Occorre poi rivedere le relazioni commerciali con la Cina. Mai, afferma Trump, previsione fu più sballata di quella fatta da Bill Clinton nel 2000, all’atto di annunciare l’ingresso della Cina nel Wto. Anziché aprire all’America il mercato cinese, com’era stato promesso, decine di migliaia le imprese statunitensi hanno chiuso i battenti e una decina di milioni di posti di lavoro sono stati persi. Non esiste free trade se non c’è fair trade: ci vuole reciprocità da parte della Cina nell’aprire il suo mercato; sono inaccettabili le condizioni di condividere le conoscenze tecnologiche americane per poter produrre in Cina; bisogna eliminare tutti gli aiuti statali diretti e indiretti che falsano la concorrenza e, soprattutto, bisogna mettere fine al dumping sociale ed ambientale derivante dall’adozione di standard meno cogenti. Ci sono dei veri e propri «paradisi dell’inquinamento» che vanno banditi. Trump promette che nel giorno stesso del suo insediamento come presidente il Dipartimento del Tesoro designerà la Cina come soggetto manipolatore delle valute: se non è guerra aperta, poco ci manca.

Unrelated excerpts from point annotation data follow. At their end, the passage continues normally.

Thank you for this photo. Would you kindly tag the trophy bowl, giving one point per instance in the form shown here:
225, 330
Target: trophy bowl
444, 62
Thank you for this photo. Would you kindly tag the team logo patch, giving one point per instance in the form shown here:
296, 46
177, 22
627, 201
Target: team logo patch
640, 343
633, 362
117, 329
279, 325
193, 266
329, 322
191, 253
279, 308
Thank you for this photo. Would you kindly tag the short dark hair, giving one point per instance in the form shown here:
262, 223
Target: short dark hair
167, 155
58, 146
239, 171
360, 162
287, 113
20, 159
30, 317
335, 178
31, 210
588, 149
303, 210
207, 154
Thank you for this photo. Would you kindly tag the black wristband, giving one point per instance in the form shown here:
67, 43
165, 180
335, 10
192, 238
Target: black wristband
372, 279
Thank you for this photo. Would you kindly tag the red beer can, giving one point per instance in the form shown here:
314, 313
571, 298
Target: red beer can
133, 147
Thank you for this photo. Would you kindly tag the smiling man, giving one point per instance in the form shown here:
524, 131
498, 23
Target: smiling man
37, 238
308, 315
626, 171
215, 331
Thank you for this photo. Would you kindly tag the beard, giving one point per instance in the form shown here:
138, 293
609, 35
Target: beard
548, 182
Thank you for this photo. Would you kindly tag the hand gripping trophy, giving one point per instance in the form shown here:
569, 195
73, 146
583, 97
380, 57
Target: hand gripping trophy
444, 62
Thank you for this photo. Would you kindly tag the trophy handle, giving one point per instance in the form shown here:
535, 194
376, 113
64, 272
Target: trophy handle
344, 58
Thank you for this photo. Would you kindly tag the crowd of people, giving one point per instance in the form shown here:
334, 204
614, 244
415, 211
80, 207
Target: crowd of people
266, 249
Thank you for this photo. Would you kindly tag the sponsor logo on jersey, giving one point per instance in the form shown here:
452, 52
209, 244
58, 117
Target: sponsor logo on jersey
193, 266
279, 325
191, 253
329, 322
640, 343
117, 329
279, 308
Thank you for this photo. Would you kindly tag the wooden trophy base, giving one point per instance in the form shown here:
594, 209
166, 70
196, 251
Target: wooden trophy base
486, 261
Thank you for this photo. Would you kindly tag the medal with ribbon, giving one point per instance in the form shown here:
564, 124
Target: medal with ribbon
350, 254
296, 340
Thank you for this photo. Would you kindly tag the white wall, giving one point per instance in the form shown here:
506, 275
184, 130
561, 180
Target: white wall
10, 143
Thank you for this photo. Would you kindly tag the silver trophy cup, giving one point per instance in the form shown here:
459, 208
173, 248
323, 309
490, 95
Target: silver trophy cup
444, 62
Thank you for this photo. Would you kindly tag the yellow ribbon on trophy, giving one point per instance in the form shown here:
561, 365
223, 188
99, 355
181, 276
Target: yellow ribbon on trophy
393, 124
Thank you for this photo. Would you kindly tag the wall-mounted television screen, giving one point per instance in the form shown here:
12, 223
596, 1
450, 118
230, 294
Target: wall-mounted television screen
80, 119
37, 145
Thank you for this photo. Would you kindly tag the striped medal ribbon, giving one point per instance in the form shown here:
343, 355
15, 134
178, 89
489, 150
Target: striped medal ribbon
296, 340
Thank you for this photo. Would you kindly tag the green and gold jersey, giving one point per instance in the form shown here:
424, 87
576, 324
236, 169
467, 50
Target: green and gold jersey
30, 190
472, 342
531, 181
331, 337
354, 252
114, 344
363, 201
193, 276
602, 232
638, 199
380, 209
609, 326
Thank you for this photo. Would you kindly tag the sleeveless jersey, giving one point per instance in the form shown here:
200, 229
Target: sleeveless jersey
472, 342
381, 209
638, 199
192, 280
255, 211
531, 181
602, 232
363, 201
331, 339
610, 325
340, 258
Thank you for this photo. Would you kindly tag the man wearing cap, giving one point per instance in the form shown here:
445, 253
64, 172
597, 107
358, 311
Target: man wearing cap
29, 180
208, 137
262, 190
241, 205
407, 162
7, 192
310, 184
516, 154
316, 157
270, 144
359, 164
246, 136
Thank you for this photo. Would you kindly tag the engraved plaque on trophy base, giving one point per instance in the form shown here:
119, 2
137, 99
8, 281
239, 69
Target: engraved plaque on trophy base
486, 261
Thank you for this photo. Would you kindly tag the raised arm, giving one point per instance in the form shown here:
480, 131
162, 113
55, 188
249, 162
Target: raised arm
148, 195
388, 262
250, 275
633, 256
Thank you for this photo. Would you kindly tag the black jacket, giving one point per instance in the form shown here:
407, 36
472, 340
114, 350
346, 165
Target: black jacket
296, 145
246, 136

Ridurre il deficit estero e il debito pubblico sono quindi obiettivi altamente strategici, perché servono a eliminare un’elevata vulnerabilità americana. La riforma dell’immigrazione è un altro capitolo fondamentale: l’attacco è portato alle lobby padronali che manovrano all’interno di entrambi i partiti del Congresso. È noto che la manodopera illegale costa meno, ha meno diritti e rappresenta un fattore di arricchimento usato senza scrupoli. La criminalità organizzata prolifera e si arricchisce: per questo vanno controllate le frontiere con il Messico e va data la preferenza assoluta alla manodopera americana rispetto agli immigrati.
C’è infine la riforma fiscale, che dovrebbe essere neutrale dal punto di vista del gettito: prevede tre sole aliquote per i redditi da lavoro, oltre a una no tax area che copre i single fino a 25 mila dollari e le coppie sposate fino a 50 mila dollari. La prima aliquota del 10% fino, rispettivamente, a 50 mila e 100 mila dollari; la seconda del 20% fino a 150 mila e 300 mila; la terza del 25% sui redditi ulteriori. Per i redditi da capitale sono previste due aliquote, del 15% e del 20%, che si applicano sugli scaglioni della seconda e terza aliquota di imposta sui redditi da lavoro. Ci sono misure fiscali una tantum, con uno scudo al 10% sul rimpatrio dei capitali detenuti all’estero, l’eliminazione dell’esenzione d’imposta per i guadagni effettuati all’estero fino al rimpatrio, la riduzione della corporate tax al 15% al fine di rendere competitiva la fiscalità americana.
Se non si promettono tagli alle tasse, non è una campagna elettorale come si deve. Quella di Trump rispetta le regole, e comincia con i fuochi d’artificio: ce n’è per tutti. Ci saranno guerre economiche. Se la globalizzazione finanziaria è già un ricordo, anche l’unipolarismo politico e militare americano finanziato a debito non regge. La terra non è più piatta, ma rotonda. Alla ricerca di nuovi equilibri, più che girare, ruzzola.